Other MLAs were elected in by-elections during this term

- Joseph-Tancrède Labbé, Union Nationale, Mégantic, November 19, 1940
- Damase Perrier, Quebec Liberal Party, Terrebonne, November 19, 1940
- Dennis James O'Connor, Quebec Liberal Party, Huntingdon, October 6, 1941
- Jean-Paul Beaulieu, Union Nationale, Saint-Jean-Napierville, October 6, 1941
- Thomas Guérin, Quebec Liberal Party, Montréal-Sainte-Anne, March 23, 1942
- Claude Jodoin, Quebec Liberal Party, Montréal-Saint-Jacques, March 23, 1942
- Joseph-Willie Robidoux, Quebec Liberal Party, Richelieu-Verchères, March 23, 1942
- George Carlyle Marler, Quebec Liberal Party, Westmount-Saint-Georges, March 23, 1942

==Cabinet Ministers==

- Prime Minister and Executive Council President: Adélard Godbout
- Agriculture: Adélard Godbout
- Colonization: Adélard Godbout (1939-1942), Cléophas Bastien (1942-1944)
- Labour: Edgar Rochette
- Public Works: Télesphore-Damien Bouchard (1939-1942), Georges-Étienne Dansereau (1942-1944)
- Health: Henri Groulx (1939-1941)
- Social Welfare: Henri Groulx (1940-1941)
  - Health and Social Welfare:Henri Groulx (1941-1944)
- Lands, Forests, Hunting and Fishing: Pierre-Émile Côté (1939-1941)
  - Lands and Forests: Pierre-Émile Côté (1941-1942), Wilfrid Hamel (1942-1944)
  - Hunting and Fishing: Pierre-Émile Côté (1941-1942), Valmore Bienvenue (1942-1944)
- Mines and Fisheries: Edgar Rochette (1939-1941)
  - Mines and coastal fisheries: Edgar Rochette (1941-1942)
    - Mines: Edgar Rochette (1942-1944)
- Roads: Télesphore-Damien Bouchard (1939-1944), Georges-Étienne Dansereau (1944)
- Municipal Affairs, Industry and Commerce: Oscar Drouin (1939-1944), Henri-René Renault (1944)
- Attorney General: Wilfrid Girouard (1939-1942), Léon Casgrain (1942-1944)
- Provincial Secretary: Henri Groulx (1939-1940), Hector Perrier (1940-1944)
- Treasurer: James Arthur Matthewson
- Members without portfolios: Frank Lawrence Connors, Georges-Étienne Dansereau (1939-1942), Léon Casgrain (1939-1942), Louis-Joseph Thisdel, Cléophas Bastien (1939-1942), Wilfrid Hamel (1939-1942), Francois-Philippe Brais (1940-1944), Perrault Casgrain (1942-1944), Henri-René Renault (1942-1944), Joseph-Achille Francoeur (1944), Maurice Gingues (1944)

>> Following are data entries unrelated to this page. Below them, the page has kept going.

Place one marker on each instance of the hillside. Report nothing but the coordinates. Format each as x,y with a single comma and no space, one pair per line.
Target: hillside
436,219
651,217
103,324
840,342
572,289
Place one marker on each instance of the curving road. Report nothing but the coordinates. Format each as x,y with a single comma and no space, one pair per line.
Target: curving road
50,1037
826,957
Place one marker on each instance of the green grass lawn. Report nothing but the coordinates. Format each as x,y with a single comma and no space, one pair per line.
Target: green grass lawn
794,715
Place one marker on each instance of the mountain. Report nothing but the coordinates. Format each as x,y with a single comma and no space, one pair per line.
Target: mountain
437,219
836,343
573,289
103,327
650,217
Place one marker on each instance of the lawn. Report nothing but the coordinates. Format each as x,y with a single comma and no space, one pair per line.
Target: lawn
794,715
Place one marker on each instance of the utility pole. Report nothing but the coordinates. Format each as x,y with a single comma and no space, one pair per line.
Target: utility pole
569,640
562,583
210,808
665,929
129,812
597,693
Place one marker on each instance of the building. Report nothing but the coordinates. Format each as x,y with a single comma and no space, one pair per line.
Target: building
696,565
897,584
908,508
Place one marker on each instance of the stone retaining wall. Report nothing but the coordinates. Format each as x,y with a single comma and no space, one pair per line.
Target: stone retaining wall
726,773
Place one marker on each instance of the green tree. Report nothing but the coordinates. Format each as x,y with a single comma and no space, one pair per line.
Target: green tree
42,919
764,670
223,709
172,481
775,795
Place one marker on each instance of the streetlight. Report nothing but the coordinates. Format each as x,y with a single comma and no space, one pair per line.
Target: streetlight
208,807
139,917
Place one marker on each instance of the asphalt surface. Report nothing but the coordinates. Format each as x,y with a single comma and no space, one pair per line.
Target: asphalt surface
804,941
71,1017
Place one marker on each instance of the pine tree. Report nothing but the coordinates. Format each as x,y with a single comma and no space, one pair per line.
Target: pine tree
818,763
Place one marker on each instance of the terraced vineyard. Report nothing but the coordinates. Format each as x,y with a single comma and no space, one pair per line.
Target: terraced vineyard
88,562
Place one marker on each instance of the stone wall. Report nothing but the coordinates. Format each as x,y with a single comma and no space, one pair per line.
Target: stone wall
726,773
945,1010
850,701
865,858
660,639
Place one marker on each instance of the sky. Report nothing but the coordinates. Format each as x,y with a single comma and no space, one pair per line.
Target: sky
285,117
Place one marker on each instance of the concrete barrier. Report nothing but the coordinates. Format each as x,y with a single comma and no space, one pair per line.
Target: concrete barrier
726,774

==New electoral districts==

The electoral map was reformed in 1944 which was used in the upcoming election later that year. Some of the changes included de-mergers of ridings that were created in the previous reform in 1939.

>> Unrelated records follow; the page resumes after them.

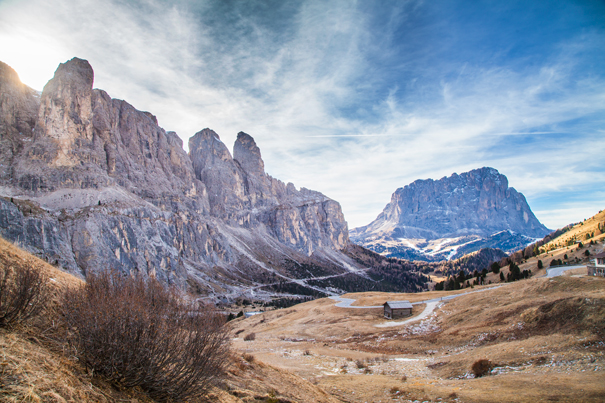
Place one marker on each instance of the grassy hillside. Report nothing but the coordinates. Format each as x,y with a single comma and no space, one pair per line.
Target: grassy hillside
36,367
543,338
592,228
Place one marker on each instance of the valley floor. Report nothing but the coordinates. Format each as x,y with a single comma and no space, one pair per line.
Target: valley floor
545,339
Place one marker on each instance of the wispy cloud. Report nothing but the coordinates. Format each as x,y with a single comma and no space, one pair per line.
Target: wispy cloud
352,99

- Abitibi was split into two ned ridings: Abitibi-Ouest and Abitibi-Est.
- Rouyn-Noranda was formed from parts of Témiscamingue.
- The riding of Napierville-Laprairie was recreated after Châteauguay and Laprairie were de-merged as well as Saint-Jean and Napierville which formed Saint-Jean-Napierville in 1939. Châteauguay and Saint-Jean were reformed as individual ridings.
- Richelieu and Verchères, which formed Richelieu-Verchères returned as individual ridings.
- Kamouraska and Rivière-du-Loup which formed Kamouraska-Rivière-du-Loup returned as individual ridings.